As described in the August anniversary issue of Medical Teacher, adaptive learning is on the agenda in medical education. But where does artificial intelligence (AI) fit in? There is an interesting post in the ALT blog by Richard Price – Artificial Intelligence – Hype or Reality?  He describes an experiment with some AI tools to see how they could improve learning outcomes. The first experiment used a tool developed by Filtered which assesses an individual’s digital capabilities against a digital capability framework and then makes recommendations on the most appropriate resources to support that learner’s needs. The learner interacts with a chat bot interface to perform the assessment and an AI-curated list of resources is presented to the learner in priority order of their learning need. The study concludes at the end of December. In the second AI experiment personality types and thinking styles of undergraduate medical and nursing students are assessed to provide learning prompts and to inform tutors about tailoring support mechanisms to an individual. The personality detection uses a tool based on IBM Watson.

Skills needed for work in the future
A new World Economic Forum report, The Future of Jobs, describes ten skills that will be needed to thrive in the fourth industrial revolution. They are:
  1. Complex Problem Solving
  2. Critical Thinking
  3. Creativity
  4. People Management
  5. Coordinating with Others
  6. Emotional Intelligence
  7. Judgement and Decision Making
  8. Service Orientation
  9. Negotiation
  10. Cognitive Flexibility
European Science Funders ban grantees from publishing in paywalled journals
This is the heading of an article by Martin Enserink. He reports that 11 national funding organisations in Europe, which jointly spend about €7.6 billion on research annually, will now require every paper it funds to be freely available from the moment of publication. It will not be acceptable for the 6-12 month delays that many subscription journals now require before a paper is made open access and publication in so-called hybrid journals which charge subscriptions but also make individual papers open access for an additional fee will not be allowed. Researchers will be prevented therefore from publishing in journals such as Nature, Science, Cell and the Lancet.

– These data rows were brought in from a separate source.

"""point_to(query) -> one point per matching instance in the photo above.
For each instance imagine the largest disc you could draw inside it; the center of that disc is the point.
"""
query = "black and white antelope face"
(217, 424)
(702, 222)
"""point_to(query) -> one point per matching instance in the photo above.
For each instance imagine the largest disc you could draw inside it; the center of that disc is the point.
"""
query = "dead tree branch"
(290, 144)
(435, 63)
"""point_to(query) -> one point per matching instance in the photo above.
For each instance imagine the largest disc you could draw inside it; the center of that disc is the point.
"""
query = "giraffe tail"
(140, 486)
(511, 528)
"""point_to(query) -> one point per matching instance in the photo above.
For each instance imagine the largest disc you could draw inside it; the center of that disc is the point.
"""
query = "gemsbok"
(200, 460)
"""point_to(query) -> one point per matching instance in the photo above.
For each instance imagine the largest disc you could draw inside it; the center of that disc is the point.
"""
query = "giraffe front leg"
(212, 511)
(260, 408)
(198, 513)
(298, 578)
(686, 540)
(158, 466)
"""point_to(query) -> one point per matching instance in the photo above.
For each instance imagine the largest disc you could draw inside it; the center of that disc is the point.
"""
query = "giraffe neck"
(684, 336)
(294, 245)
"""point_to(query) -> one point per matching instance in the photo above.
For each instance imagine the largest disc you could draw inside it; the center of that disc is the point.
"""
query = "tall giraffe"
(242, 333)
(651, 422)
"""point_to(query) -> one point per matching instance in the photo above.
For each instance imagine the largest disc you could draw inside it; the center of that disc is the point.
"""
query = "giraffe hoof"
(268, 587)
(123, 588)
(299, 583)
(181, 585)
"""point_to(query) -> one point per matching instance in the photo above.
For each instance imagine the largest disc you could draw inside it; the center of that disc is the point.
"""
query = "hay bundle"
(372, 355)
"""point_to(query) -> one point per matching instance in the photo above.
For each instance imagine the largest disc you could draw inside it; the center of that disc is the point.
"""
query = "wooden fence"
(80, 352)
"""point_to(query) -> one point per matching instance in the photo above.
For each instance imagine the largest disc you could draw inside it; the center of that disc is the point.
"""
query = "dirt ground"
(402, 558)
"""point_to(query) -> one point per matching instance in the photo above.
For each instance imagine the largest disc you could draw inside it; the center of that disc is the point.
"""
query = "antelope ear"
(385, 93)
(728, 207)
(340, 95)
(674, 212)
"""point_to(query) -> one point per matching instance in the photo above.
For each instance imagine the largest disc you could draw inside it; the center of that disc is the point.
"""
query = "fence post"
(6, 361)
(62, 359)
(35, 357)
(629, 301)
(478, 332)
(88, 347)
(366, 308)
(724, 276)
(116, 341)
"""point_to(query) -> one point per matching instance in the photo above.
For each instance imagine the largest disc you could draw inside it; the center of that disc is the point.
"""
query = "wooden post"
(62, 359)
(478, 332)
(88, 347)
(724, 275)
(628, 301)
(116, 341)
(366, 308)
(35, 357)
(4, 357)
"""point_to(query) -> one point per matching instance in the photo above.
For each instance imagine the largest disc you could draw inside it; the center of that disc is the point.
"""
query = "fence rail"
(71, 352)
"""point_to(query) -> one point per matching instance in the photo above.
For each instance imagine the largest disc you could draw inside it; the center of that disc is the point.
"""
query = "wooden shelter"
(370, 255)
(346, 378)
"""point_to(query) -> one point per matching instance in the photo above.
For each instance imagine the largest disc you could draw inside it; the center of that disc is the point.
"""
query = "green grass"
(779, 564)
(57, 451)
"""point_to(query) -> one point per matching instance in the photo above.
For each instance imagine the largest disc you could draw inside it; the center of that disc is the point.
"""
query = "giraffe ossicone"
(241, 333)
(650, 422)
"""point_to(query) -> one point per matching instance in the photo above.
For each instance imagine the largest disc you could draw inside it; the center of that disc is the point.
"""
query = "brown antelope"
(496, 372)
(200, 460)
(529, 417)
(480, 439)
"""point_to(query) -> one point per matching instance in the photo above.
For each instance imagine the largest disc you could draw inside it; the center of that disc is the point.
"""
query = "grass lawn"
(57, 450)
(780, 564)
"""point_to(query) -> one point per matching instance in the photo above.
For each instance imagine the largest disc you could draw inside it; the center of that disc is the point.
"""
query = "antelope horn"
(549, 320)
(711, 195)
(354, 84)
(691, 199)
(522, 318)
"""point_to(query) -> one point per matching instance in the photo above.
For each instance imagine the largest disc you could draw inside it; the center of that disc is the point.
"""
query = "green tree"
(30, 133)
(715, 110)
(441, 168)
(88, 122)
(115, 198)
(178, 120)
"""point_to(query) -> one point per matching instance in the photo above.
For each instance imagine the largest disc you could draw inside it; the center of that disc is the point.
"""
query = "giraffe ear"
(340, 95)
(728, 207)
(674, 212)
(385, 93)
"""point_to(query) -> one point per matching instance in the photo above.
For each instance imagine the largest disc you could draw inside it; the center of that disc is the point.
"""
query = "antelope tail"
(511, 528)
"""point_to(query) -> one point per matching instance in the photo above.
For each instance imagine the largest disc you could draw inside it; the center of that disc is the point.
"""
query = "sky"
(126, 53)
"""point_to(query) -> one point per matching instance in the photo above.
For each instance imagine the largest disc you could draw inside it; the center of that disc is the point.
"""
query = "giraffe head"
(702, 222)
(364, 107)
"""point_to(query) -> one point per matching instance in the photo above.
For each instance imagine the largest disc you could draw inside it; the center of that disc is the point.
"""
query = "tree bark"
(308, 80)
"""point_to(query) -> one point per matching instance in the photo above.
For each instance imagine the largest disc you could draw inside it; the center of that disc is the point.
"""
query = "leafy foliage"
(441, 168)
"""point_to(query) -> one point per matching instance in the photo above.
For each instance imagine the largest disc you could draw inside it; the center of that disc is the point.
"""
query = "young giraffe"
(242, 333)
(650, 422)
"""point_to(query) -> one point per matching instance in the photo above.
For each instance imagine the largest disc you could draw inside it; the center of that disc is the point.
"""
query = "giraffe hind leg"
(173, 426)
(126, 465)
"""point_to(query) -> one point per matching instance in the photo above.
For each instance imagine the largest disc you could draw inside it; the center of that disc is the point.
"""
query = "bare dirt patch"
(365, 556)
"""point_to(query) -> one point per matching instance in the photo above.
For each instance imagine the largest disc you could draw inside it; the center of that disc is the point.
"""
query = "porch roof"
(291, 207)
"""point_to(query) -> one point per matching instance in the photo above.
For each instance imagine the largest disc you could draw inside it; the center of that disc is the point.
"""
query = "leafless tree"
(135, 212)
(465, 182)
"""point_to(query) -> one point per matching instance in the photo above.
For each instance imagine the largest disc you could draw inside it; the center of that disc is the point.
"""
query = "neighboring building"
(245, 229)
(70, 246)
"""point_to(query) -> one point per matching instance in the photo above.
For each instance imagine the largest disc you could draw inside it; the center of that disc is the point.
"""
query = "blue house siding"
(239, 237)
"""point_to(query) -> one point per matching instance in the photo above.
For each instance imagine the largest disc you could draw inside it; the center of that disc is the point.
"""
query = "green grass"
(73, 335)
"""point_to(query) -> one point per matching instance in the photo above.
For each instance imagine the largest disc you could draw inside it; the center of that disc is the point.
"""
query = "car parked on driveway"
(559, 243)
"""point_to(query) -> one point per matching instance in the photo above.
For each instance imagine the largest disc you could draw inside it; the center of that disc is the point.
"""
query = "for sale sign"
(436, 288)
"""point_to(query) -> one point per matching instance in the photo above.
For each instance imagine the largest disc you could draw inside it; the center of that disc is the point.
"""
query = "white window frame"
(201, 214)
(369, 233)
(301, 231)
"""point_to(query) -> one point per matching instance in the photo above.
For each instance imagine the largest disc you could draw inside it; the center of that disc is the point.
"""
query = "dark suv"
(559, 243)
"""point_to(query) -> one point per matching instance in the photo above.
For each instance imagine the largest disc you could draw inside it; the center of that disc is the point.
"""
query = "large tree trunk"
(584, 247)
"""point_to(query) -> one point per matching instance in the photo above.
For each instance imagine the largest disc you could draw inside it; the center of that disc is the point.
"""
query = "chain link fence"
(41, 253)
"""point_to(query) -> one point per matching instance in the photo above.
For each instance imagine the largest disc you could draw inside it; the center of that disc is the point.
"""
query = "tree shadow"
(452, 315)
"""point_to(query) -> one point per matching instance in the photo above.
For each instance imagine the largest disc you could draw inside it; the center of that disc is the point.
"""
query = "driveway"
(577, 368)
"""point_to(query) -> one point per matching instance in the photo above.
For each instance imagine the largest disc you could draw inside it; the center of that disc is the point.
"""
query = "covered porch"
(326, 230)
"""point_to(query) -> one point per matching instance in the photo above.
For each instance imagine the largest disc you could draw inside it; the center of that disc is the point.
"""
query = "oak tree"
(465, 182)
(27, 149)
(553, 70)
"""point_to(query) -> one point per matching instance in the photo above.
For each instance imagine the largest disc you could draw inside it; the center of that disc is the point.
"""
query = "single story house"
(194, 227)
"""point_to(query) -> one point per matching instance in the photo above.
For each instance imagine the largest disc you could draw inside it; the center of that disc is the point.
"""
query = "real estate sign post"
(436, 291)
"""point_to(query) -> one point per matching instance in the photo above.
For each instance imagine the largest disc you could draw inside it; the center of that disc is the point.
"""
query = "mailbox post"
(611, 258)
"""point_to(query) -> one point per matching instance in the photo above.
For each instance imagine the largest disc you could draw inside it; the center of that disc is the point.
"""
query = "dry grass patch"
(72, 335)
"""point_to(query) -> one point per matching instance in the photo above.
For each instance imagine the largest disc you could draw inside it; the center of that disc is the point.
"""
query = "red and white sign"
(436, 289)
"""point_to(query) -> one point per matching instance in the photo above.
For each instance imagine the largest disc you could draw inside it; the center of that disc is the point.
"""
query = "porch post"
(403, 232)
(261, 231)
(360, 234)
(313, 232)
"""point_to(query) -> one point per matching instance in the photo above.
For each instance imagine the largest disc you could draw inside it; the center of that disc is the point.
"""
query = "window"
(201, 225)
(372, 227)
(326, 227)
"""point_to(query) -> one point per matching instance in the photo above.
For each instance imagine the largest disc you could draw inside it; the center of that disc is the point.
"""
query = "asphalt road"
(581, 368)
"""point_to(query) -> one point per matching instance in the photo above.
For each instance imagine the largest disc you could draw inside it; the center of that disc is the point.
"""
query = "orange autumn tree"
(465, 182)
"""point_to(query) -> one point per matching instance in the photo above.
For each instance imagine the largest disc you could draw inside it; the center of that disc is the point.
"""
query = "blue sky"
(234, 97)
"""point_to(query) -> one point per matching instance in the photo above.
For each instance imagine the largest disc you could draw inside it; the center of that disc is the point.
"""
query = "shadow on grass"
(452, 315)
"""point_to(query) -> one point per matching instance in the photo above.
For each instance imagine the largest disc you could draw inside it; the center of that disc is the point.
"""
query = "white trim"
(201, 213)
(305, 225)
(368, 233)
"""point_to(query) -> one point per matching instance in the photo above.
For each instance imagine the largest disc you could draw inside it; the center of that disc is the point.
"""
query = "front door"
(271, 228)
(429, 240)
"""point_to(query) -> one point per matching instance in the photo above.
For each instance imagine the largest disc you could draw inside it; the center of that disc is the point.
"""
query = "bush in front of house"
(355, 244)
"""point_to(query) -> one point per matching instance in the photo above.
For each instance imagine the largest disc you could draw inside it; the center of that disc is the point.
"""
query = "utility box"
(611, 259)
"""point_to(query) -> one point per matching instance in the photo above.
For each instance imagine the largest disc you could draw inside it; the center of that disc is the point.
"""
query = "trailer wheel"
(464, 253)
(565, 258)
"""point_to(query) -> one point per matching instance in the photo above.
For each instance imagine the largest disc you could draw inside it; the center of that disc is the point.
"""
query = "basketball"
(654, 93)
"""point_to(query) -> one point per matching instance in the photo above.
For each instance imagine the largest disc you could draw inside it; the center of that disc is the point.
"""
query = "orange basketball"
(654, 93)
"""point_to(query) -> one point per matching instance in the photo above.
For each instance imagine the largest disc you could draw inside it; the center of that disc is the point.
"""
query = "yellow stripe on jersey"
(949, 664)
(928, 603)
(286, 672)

Are you making appropriate use of learning spaces?
The design and use of learning spaces remains on today’s agenda. Following a useful and well-received presentation at a previous AMEE Conference, Jonas Nordquist, Kristina Sundberg, and Andrew Laing produced AMEE Guide 107 Aligning Physical Learning Spaces with the Curriculum. The following presentation on the topic has some interesting ideas and is primarily based on experience at the University of Westminster – here

Nordquist, J., Sundberg, K. & Laing, A. 2016. Aligning physical learning spaces with the curriculum: AMEE Guide No. 107. Med Teach. 38(8), 755-68.

Tips for difficult conversations
Inevitably at some time or another we all have a difficult conversation with a student or trainee or with a colleague. In a post on the Connected Principles blog of 27th September David Geurin provides seven tips for difficult conversations. While set in the context of conversations with students they are more generally applicable. We often avoid difficult conversations because we are not sure if they will be productive or may evoke strong emotions. Guerin suggests the recommended approaches create shared meaning and understanding.